We performed another control analysis on the drawings of participants from all four conditions (LD, RD, BD, and ND)—we calculated the front and back deviation from ideal circles. There were no consistent elongation to the front and to the back of neither right- or left-initiated circles (Figure 8), suggesting that the transfer effect was specific to the lateral dimension of movement. However, in our experimental setup, movements toward front and back directions were partly constrained. Therefore, to fully assess the effect of asymmetric delay on movements in these directions, further experiments are required.
Figure 8. Deviation of the drawn circles toward front (gray) and back (black) directions, divided to left and right initiation (dashed line), for (A) Left delay group, (B) Right delay group, (C) Both delay group and (D) No delay group. The X-axis represents the location of the drawn circle (front, back, right, and left) and the direction of clockwise (CW) and counterclockwise (CCW). No pattern of deviation is observed in those directions. (E) Statistical analysis of Back error - Front error Difference for the circles initiated in the left (dark blue) and in the right (light red). Empty bars are for Late Adaptation session and bars with stripes are for Washout session. From the graph, no similar pattern of elongation toward front or back is observed.

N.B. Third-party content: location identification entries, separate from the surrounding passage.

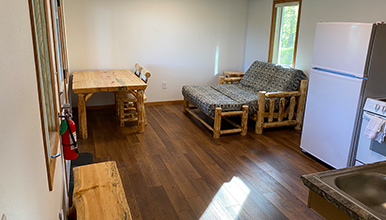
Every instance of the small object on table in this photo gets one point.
(233, 73)
(86, 83)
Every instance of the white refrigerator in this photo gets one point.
(337, 83)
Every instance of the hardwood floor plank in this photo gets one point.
(171, 187)
(166, 209)
(177, 170)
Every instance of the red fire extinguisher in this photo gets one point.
(68, 134)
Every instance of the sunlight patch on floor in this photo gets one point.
(228, 201)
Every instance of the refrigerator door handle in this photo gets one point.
(338, 73)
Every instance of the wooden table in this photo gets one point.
(98, 193)
(86, 83)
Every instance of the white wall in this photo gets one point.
(176, 40)
(257, 45)
(333, 10)
(312, 11)
(23, 176)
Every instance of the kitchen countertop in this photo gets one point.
(336, 198)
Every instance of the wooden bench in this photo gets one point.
(98, 193)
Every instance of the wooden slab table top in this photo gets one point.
(98, 193)
(86, 83)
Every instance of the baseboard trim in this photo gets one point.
(165, 102)
(95, 107)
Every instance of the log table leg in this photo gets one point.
(141, 112)
(82, 116)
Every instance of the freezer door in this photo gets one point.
(342, 47)
(330, 114)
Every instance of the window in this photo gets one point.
(44, 39)
(284, 32)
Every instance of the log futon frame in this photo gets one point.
(270, 94)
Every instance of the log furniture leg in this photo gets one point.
(260, 113)
(141, 112)
(244, 121)
(186, 105)
(217, 123)
(82, 116)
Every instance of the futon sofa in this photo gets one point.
(270, 94)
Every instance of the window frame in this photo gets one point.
(50, 133)
(273, 29)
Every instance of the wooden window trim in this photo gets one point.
(272, 34)
(53, 136)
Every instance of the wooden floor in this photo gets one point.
(176, 170)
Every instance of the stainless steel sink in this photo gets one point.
(367, 187)
(364, 185)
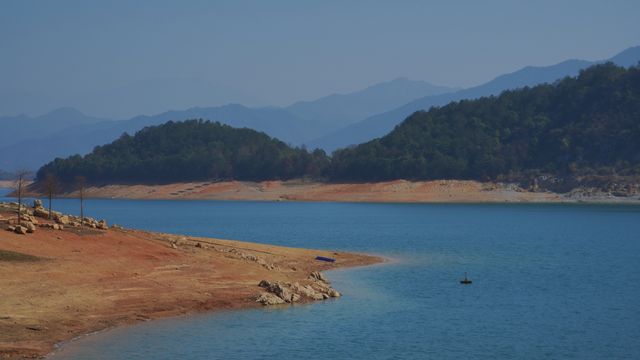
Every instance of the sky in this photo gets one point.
(122, 58)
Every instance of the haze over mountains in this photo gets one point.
(296, 124)
(380, 124)
(330, 122)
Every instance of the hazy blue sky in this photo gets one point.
(85, 53)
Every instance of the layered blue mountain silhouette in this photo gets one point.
(329, 123)
(380, 124)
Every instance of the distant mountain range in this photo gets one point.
(329, 123)
(381, 124)
(60, 136)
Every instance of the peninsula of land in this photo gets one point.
(397, 191)
(59, 280)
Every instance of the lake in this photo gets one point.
(549, 281)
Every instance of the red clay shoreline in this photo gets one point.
(397, 191)
(87, 280)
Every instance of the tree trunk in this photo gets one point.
(50, 196)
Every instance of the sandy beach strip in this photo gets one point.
(59, 284)
(397, 191)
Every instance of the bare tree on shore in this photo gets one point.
(80, 183)
(20, 185)
(51, 187)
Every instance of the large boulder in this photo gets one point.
(280, 290)
(102, 224)
(31, 227)
(62, 219)
(20, 230)
(269, 299)
(41, 212)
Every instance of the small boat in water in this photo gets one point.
(465, 281)
(323, 258)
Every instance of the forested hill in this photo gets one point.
(584, 125)
(189, 151)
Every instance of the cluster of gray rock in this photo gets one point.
(29, 221)
(230, 251)
(276, 293)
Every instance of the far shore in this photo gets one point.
(397, 191)
(59, 284)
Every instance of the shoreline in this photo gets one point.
(397, 191)
(82, 281)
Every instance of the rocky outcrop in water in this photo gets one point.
(318, 288)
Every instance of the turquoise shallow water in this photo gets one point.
(550, 281)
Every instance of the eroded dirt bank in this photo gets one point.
(58, 284)
(437, 191)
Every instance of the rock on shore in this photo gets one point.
(317, 288)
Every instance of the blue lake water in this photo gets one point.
(549, 281)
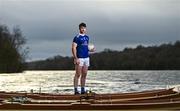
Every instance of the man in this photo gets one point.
(80, 53)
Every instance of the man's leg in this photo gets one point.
(76, 77)
(83, 78)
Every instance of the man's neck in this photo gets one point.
(82, 34)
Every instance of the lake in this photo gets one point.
(97, 81)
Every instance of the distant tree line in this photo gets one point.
(163, 57)
(12, 53)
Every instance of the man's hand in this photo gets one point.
(76, 61)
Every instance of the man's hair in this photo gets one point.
(82, 25)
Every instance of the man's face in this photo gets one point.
(82, 30)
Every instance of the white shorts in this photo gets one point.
(84, 61)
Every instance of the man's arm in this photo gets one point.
(74, 50)
(74, 45)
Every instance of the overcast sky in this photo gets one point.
(50, 25)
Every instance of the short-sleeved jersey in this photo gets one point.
(82, 45)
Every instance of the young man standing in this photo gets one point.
(80, 53)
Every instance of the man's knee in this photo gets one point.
(77, 75)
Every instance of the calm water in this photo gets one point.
(98, 81)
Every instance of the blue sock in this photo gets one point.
(82, 89)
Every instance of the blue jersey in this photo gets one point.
(82, 45)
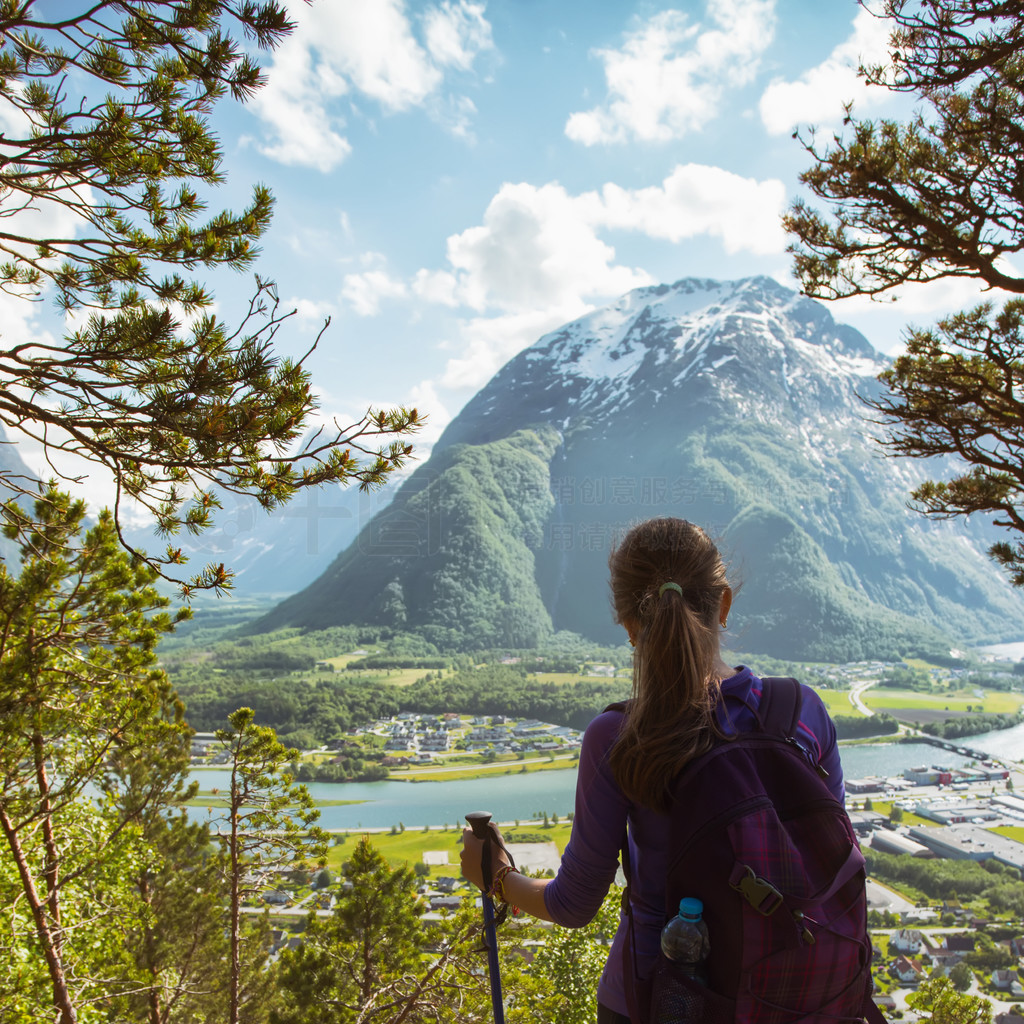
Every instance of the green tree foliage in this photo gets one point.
(970, 725)
(80, 700)
(937, 196)
(453, 556)
(941, 880)
(107, 129)
(939, 999)
(562, 980)
(366, 963)
(961, 977)
(855, 726)
(269, 823)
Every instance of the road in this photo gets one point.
(398, 773)
(855, 690)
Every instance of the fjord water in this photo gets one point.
(520, 796)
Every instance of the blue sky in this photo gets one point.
(456, 177)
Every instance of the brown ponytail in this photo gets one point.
(675, 684)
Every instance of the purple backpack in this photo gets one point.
(760, 840)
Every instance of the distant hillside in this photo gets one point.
(733, 404)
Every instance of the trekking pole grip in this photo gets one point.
(478, 822)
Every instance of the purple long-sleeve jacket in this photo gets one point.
(591, 857)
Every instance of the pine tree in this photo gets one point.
(270, 823)
(105, 115)
(934, 197)
(79, 693)
(366, 963)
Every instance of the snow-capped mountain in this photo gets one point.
(731, 403)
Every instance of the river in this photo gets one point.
(519, 796)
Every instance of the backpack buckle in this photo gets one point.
(760, 893)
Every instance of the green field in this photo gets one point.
(1011, 832)
(994, 702)
(478, 769)
(408, 847)
(838, 702)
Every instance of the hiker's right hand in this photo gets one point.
(472, 858)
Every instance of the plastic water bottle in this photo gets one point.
(684, 940)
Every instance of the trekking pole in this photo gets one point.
(478, 822)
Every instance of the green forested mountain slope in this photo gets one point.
(734, 404)
(455, 553)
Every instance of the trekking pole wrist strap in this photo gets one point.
(497, 890)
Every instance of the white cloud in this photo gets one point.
(699, 200)
(538, 259)
(819, 94)
(364, 49)
(488, 342)
(364, 292)
(669, 77)
(537, 248)
(438, 287)
(456, 33)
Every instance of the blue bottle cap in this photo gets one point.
(690, 906)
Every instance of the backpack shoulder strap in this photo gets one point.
(780, 702)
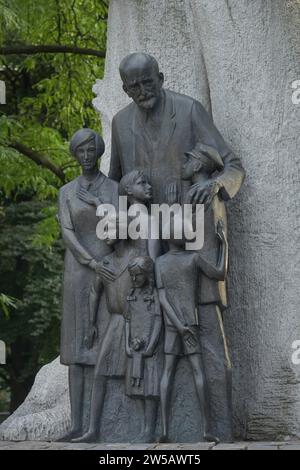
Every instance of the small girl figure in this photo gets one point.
(142, 332)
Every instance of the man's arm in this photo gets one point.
(115, 170)
(229, 181)
(68, 232)
(94, 300)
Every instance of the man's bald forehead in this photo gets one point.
(137, 61)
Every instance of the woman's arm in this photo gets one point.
(68, 232)
(219, 271)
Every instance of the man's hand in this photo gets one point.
(203, 193)
(87, 197)
(90, 338)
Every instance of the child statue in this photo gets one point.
(143, 328)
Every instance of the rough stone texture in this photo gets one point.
(45, 412)
(104, 448)
(239, 58)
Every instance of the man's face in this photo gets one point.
(86, 155)
(143, 85)
(188, 167)
(141, 190)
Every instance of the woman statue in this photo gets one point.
(78, 200)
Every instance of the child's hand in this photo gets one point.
(90, 338)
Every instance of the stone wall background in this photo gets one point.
(239, 58)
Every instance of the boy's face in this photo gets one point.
(141, 190)
(138, 277)
(189, 167)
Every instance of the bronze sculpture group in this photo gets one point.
(163, 302)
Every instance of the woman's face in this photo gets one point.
(86, 155)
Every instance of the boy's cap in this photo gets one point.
(208, 155)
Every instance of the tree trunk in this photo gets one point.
(239, 58)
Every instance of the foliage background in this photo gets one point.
(48, 97)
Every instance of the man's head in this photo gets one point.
(141, 270)
(142, 80)
(203, 158)
(136, 186)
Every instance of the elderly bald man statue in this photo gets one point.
(157, 128)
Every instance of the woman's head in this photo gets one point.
(87, 147)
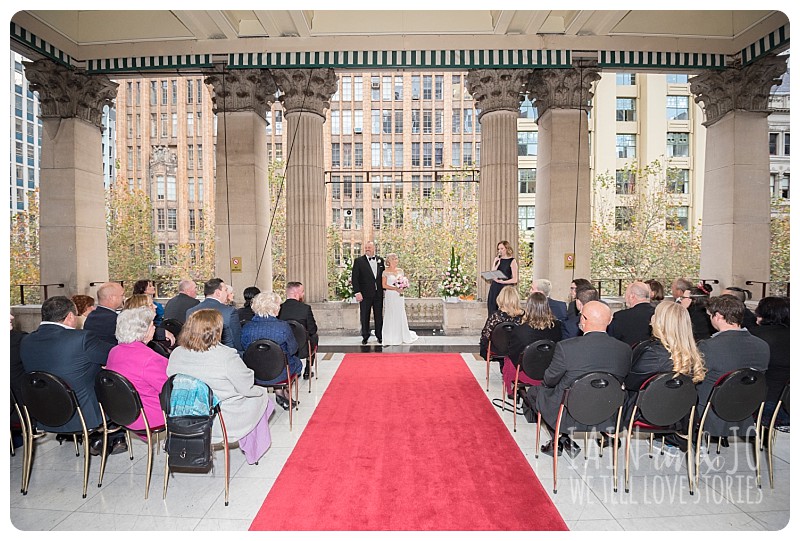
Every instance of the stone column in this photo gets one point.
(243, 210)
(305, 96)
(498, 93)
(563, 178)
(736, 200)
(72, 227)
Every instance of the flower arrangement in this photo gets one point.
(344, 282)
(454, 283)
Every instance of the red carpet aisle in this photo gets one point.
(406, 442)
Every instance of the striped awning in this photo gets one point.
(651, 59)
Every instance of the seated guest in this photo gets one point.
(245, 407)
(148, 287)
(265, 324)
(246, 311)
(595, 350)
(695, 300)
(295, 308)
(538, 323)
(570, 326)
(572, 310)
(176, 307)
(85, 305)
(730, 348)
(772, 315)
(143, 367)
(508, 309)
(103, 320)
(656, 291)
(633, 324)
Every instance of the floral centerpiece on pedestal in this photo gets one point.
(454, 283)
(344, 283)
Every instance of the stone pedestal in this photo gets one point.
(242, 208)
(736, 201)
(72, 233)
(563, 178)
(498, 93)
(305, 98)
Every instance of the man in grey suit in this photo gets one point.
(731, 348)
(593, 351)
(216, 298)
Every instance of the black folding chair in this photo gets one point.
(591, 400)
(267, 361)
(121, 403)
(735, 397)
(535, 359)
(662, 402)
(50, 401)
(498, 345)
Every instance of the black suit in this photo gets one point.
(76, 356)
(103, 322)
(301, 312)
(177, 306)
(371, 288)
(594, 351)
(632, 325)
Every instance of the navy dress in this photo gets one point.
(494, 290)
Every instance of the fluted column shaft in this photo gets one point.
(735, 245)
(72, 227)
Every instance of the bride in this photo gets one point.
(395, 323)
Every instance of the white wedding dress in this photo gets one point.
(395, 322)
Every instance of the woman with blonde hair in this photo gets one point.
(509, 309)
(245, 407)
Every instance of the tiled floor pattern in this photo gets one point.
(726, 499)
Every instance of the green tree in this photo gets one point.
(24, 251)
(643, 238)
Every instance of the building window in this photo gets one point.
(527, 142)
(626, 145)
(626, 109)
(527, 217)
(527, 180)
(677, 144)
(677, 107)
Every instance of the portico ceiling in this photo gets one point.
(84, 35)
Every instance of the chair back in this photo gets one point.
(266, 359)
(537, 357)
(121, 402)
(666, 398)
(594, 397)
(48, 398)
(501, 338)
(172, 325)
(738, 395)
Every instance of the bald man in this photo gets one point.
(593, 351)
(633, 325)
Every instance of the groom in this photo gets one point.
(368, 287)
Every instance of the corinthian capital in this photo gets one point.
(745, 89)
(242, 90)
(497, 89)
(68, 93)
(562, 88)
(307, 90)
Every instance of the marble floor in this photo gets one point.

From these results we conclude that after adapting to a visuomotor delay between the movement of the hand and its visual feedback in either or both left or the right workspaces, participants presented aftereffects in reach movements to the workspace in which the delay was presented, consistent with context-dependent adaptation. They also exhibited transfer to blind drawing that caused spatial elongation of the drawing, and the pattern of elongation along the frontal plane depended on the workspace in which the delay was presented—left and both delay caused asymmetrical elongation only to left initiated circles and right delay caused symmetrical elongation to both left and right initiated circles. This shows that exposure to delay might be processed differently according to the workspace in which it was presented, and that the laterality in the visual feedback is important for shaping our representation of the environment when adapting to temporal misalignment between the different sensory streams. Importantly, between the models that we simulated, this pattern of transfer is only consistent with the perceptual and motor asymmetry model.
Discussion
In this study, we set out to establish the link between spatial representation of information across workspaces and adaptation to temporal misalignment between the senses. We computationally modeled and experimentally validated the effect of delayed visual feedback of cursor movement that is presented exclusively in one or in both workspaces on participants' movements with and without visual feedback. Consistent with previous studies, the behavioral results show that following an exposure to a visuomotor delay either in one or both workspaces, participants modified the extent of their reaching movements: the abrupt presentation of the delay caused hypermetria—participants made larger reaching movements; they reduced this hypermetria throughout adaptation, and exhibited aftereffects in the workspace where the delay was applied. This means that to reduce the overshoot of the target, participants compensated for the changes in the visual feedback by constructing an internal representation of the perturbation that was specific to the workspace it was applied in. Importantly, the effects of asymmetric delay in the left and right workspaces mirrored each other.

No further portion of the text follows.